Plaintiff, however, contends that there was no breach of contract, but rather a tort sounding in conversion. But it must be conceded that in honoring cheeks not counter-signed by Maze, the plaintiff breached the contract as well as committed the tort of conversion. In this situation, the defendant could waive the tort and sue on the contract. Felder v. Reeth, 9 Cir., 34 F.2d 744. That a deposit may be the subject of contract between the bank and the depositor is settled. And the depositor may impose conditions upon the withdrawal of his funds, the failure to observe which constitutes a breach on the part of the bank for which it is liable, Henderson v. Greeley National Bank, 111 Colo. 365, 142 P. 2d 480, in damages. In either event, the amount recoverable would be the same. Main Belting Co. v. Corn Exchange National Bank, 325 Pa. 168, 188 A. 865. Plaintiff’s contention, therefore, that the counterclaim will not lie under Section 55-5-52, A.C.L.A.1949, because it is not a contract claim which was in existence at the commencement of the action is without merit not only for the reasons stated, but also because Rule 13, Fed. Rules Civ.Proc., 28 U.S.C.A., supersedes the section relied upon to the extent of any conflict between them, Kuenzel v. Universal Carloading and Distributing Co., D.C., 29 F.Supp. 407.

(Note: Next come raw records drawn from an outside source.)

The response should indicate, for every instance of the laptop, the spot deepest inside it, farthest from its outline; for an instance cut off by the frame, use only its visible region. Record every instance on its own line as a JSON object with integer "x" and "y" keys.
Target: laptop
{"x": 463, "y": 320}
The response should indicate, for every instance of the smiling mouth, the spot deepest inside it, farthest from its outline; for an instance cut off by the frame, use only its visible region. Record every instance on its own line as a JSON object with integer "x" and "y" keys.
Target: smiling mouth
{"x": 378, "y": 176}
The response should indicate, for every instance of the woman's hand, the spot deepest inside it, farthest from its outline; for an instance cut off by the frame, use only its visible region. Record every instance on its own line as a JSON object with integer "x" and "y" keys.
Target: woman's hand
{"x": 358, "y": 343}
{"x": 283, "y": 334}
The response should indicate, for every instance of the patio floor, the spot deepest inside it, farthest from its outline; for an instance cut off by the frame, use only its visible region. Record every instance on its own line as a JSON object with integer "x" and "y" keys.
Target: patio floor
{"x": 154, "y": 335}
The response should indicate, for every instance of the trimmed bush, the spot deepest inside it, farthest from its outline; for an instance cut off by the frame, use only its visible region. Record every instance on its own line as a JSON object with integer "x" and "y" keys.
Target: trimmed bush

It may well be that defendant’s counterclaim was compulsory rather than permissive, but aside from the fact that it would appear to have arisen out of the same series of transactions as gave rise to plaintiff’s claim, and that all necessary parties are before the Court, it is not necssary to decide this point.

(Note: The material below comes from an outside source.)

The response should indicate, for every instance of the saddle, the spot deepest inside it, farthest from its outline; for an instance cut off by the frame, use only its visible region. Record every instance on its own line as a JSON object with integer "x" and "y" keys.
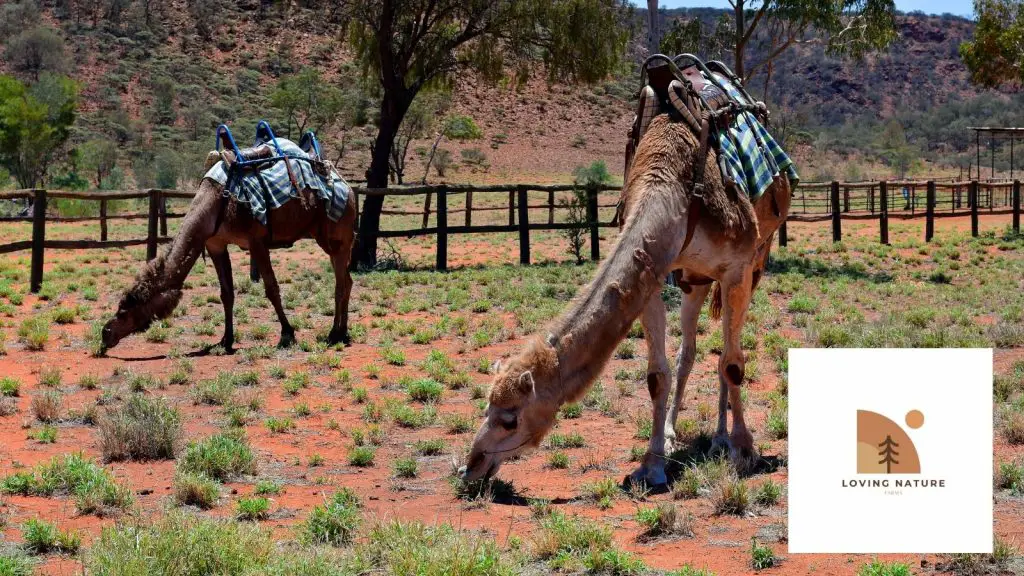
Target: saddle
{"x": 690, "y": 91}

Plaintiff further contends that' the counterclaim is premature because there has been no accounting between the partners. There is considerable plausibility to this contention, but it will not bear analysis. It is undisputed that checks at least in the total amount of the counterclaim were drawn upon and charged to the partnership account, in violation of the terms of the contract of deposit and for other than partnership purposes. Maze’s counter-signature not only was required by the contract, but this requirement of a counter-signature was for such a diversion of partnership funds. I conclude, therefore, that the defendant Arnold, the only litigating defendant, is authorized to interpose such a counterclaim, and that the plaintiff has no standing to demand an accounting before it can be held liable for its wrongful acts.

Conclusion

I am of the opinion, therefore, that the plaintiff is entitled to recover the amount sued for only from the defendant Davis in his individual capacity, and that the defendant Arnold is entitled to recover on her counterclaim.